Morocco Foils Separatist Plot at UN’s Special Committee on Decolonization
Morocco and its allies in the UN Special Committee on Decolonization succeeded in averting a plot by Algeria and Venezuela to confer the Polisario separatist entity the status of representative of the Sahara.
Thanks to the vigilance of Morocco and its African, Caribbean, Asian and Pacific allies within the UN Committee, Algeria and Venezuela failed in their scheme to impose the representativeness of the separatist Polisario entity at the Committee.
The adversaries of Morocco’s territorial integrity and sovereignty over the Sahara suffered a setback as the paragraphs they aspired to impose had to be removed from the Committee’s resolution.
The chimera of the Polisario gaining the status of representative of the Sahara was deluded once again as Algeria and Venezuela failed to gather support for their scheme to undermine Morocco’s sovereignty over the Sahara at UN fora.
The friends of Morocco also decried in a message the maneuvers of the Venezuelan Presidency of the Committee and its biased and hostile stands towards the Kingdom.
Earlier this month, The Fourth Committee elected Yasser Halfouni of Morocco as the Vice-Chair by 88 votes to 58 for the Algerian candidate Zaina Benhabouche.
Since Morocco retrieved its Sahara southern provinces, Algeria pulled the strings of the Polisario within the Fourth Committee in a vain attempt to undermine the Kingdom’s territorial integrity and alter the regional character of the conflict over the Sahara to serve its hegemonic aims in the region.
Morocco has on multiple occasions protested against maintaining the Sahara issue on the decolonization agenda of the Fourth Committee on grounds that it violates the UN charter and the mandate of the Security Council.

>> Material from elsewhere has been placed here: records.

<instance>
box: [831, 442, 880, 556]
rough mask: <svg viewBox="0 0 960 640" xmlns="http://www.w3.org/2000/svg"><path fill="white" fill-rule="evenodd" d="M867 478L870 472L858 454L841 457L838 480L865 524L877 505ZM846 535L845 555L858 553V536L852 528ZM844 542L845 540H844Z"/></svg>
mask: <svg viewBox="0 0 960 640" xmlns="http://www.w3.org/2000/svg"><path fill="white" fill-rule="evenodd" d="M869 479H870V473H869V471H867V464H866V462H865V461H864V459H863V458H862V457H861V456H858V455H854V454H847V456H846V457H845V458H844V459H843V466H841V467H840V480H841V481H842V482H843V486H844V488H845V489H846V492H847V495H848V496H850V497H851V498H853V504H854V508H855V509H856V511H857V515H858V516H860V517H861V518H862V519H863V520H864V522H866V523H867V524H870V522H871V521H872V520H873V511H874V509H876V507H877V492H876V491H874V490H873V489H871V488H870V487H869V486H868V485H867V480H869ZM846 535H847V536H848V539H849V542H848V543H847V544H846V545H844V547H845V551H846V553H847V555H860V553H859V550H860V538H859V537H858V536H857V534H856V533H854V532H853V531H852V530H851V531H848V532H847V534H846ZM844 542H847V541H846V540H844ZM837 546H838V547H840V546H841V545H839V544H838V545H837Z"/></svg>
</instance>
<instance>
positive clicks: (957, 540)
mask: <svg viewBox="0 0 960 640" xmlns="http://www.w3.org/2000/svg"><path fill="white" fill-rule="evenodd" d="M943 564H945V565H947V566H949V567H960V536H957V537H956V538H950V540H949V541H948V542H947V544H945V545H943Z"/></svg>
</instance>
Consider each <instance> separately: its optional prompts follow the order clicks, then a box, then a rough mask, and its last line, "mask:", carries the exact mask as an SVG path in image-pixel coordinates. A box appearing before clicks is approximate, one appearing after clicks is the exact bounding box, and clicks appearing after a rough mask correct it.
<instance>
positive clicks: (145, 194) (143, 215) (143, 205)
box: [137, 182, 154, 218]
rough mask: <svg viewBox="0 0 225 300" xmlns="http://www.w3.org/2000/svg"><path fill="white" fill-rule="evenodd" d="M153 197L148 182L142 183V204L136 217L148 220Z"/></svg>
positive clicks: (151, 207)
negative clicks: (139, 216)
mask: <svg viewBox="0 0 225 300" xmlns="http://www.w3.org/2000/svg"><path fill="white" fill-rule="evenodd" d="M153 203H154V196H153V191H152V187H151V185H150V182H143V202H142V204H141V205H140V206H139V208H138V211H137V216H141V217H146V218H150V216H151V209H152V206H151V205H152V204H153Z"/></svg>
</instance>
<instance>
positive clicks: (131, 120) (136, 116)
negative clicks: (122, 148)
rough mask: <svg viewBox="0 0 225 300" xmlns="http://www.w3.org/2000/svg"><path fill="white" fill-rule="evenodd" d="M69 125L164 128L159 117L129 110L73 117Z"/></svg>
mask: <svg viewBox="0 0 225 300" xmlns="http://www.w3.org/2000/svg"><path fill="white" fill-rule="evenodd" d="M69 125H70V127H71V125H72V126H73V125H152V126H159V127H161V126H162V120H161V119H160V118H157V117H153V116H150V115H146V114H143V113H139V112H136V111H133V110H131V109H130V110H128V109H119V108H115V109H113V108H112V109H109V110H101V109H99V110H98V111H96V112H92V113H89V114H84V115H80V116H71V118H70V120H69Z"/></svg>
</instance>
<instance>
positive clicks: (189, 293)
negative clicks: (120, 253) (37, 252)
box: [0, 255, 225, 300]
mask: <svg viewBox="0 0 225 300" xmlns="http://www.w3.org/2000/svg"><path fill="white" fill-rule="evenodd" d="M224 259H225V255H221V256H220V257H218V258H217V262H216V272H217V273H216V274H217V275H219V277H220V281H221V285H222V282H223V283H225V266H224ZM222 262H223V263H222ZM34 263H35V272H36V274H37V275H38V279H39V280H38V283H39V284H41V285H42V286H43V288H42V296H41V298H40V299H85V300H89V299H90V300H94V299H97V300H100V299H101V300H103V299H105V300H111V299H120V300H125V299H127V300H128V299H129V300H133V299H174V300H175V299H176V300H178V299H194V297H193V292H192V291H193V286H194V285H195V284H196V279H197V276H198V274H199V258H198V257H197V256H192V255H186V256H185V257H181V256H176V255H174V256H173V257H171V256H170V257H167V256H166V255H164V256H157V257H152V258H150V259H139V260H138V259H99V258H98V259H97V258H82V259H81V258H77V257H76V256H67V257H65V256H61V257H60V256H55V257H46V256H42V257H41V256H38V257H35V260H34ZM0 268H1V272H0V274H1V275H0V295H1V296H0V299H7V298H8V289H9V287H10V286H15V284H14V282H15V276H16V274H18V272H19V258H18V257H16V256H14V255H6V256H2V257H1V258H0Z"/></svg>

Article 12 of the UN charter, which clearly stipulates that “while the Security Council is exercising in respect of any dispute or situation the functions assigned to it in the present Charter, the General Assembly shall not make any recommendation with regard to that dispute or situation unless the Security Council so requests.”
The Sahara issue has been part of the jurisdictions of the Security Council since 1988 as part of Article VI. Therefore maintaining the issue on the Fourth committee’s agenda creates confusion and inconsistency with the UN Charter.
Moreover, the terminology used in the Security Council resolution has never labelled the conflict as a decolonization issue and has never called the Sahara as an occupied territory. The Security Council uses accurate terms calling the Sahara issue a “regional conflict.”